Surabaya (ANTARA) - Kepala Departemen Biologi, Fakultas Sains dan Analitika Data, Institut Teknologi Sepuluh Nopember (ITS) Dr. Dewi Hidayati menjelaskan terdamparnya 52 ekor paus pilot atau short-finned pilot whale di Bangkalan pada Kamis (18/2) lalu ditengarai karena adanya perubahan navigasi pada paus.
"Kemungkinan ada karena perubahan navigasi pada paus. Hal itu bisa terjadi karena beberapa faktor, salah satunya faktor cuaca," kata pakar biologi kelautan ITS ini di Surabaya, Senin.

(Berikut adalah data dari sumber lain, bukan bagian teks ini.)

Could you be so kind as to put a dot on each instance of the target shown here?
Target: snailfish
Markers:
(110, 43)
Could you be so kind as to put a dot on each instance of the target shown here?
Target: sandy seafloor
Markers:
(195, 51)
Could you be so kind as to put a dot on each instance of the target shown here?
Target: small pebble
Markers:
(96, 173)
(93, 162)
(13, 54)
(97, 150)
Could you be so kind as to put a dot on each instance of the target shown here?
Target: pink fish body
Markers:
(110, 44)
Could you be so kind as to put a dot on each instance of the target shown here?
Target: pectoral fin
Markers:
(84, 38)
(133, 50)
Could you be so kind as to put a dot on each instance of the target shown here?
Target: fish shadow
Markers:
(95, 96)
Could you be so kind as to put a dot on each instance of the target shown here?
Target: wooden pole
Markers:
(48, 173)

Dewi memaparkan dalam periode tertentu ikan paus akan melakukan migrasi yang dilakukan secara berkelompok. Umumnya, paus yang bermigrasi melalui perairan Indonesia adalah jenis paus pilot.
Sebanyak 52 ekor paus yang terdampar tersebut diperkirakan berasal dari perairan Australia dan akan melewati perairan Indonesia.

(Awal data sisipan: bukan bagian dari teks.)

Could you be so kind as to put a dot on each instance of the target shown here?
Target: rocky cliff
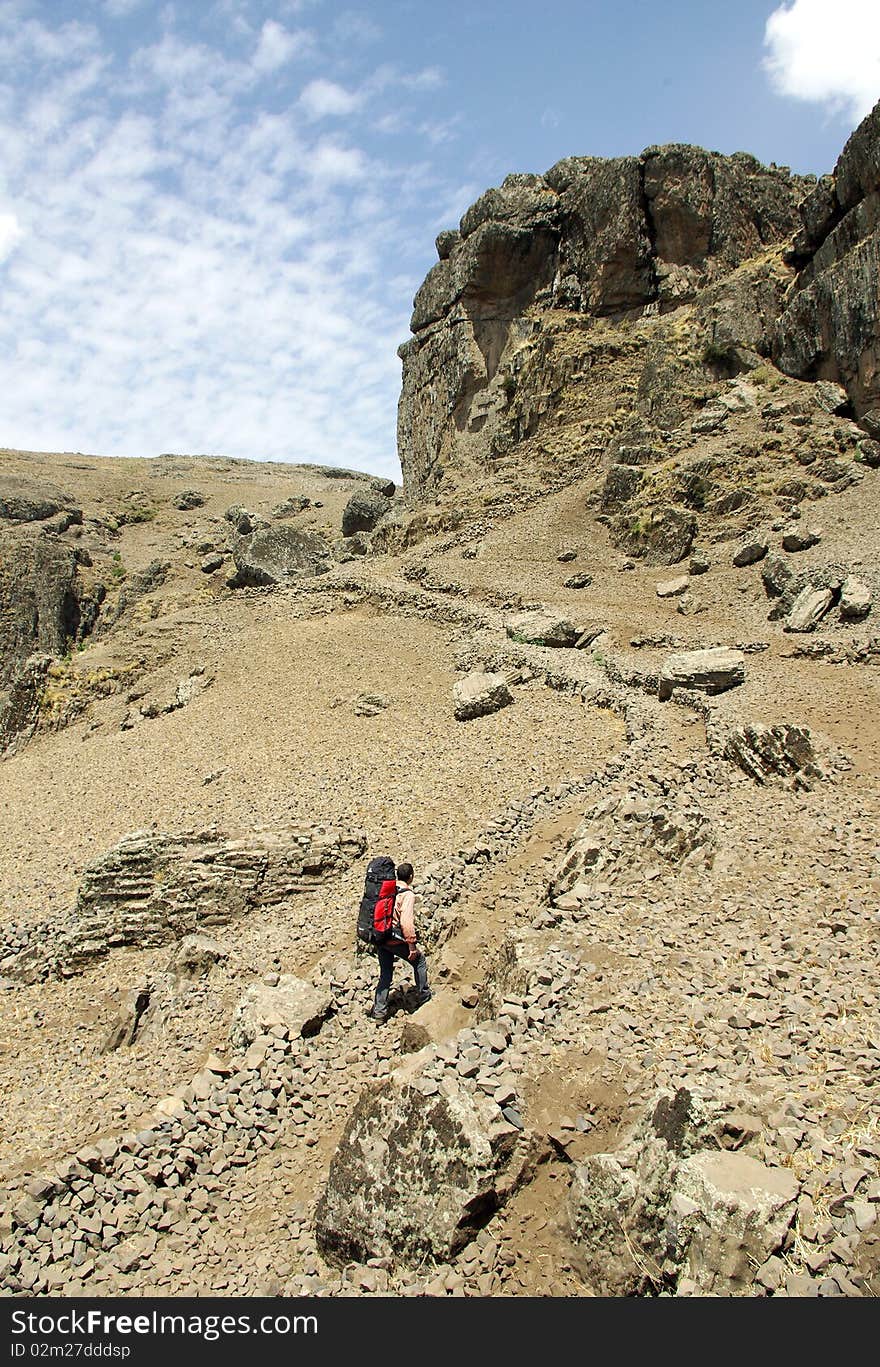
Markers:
(599, 304)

Dewi mengatakan dalam sebuah jurnal dari journals.org tentang aktivitas migrasi paus mengungkapkan bahwa migrasi akan mencapai puncaknya pada bulan Februari dan Mei.

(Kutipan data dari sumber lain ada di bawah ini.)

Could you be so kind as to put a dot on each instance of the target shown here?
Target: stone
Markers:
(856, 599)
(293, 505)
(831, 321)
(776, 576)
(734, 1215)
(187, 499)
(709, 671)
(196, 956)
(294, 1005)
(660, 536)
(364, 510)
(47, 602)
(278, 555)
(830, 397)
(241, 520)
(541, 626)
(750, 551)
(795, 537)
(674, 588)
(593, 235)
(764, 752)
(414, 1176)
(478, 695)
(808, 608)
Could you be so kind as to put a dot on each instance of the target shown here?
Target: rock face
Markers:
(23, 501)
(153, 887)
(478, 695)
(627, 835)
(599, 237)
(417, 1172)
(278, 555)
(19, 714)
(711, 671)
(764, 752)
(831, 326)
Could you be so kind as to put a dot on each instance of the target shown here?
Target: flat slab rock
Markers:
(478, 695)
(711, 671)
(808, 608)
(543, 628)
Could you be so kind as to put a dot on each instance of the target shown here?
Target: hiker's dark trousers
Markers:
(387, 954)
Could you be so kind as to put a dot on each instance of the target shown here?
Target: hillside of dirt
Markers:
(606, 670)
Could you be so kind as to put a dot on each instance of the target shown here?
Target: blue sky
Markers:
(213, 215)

"Pada penelitian tersebut dan juga beberapa laporan lain menyebutkan bahwa paus umumnya akan melewati jalur yang sama untuk bermigrasi," ujarnya.
Mengenai kemampuan paus yang bisa mengingat jalur yang dilalui setiap tahunnya, hal ini bisa dilakukan berkat adanya biomagnitit, yakni zat yang berada pada retina cetacea yang mempunyai fungsi sebagai indra magnetis yang membantu mereka mengetahui ke arah mana bergerak.
"Hal ini membuat paus peka terhadap perubahan medan magnet bumi," ujarnya.
Lebih lanjut, Dewi menjelaskan bahwa dalam sebuah referensi artikel ilmiah berjudul In - depth Whale Navigation: Navigating the Long Way Home karya Robin Marks dikatakan bahwa paus yang mengikuti "jalur" magnet ini kemungkinan besar akan terdampar di daerah yang jalurnya berbelok.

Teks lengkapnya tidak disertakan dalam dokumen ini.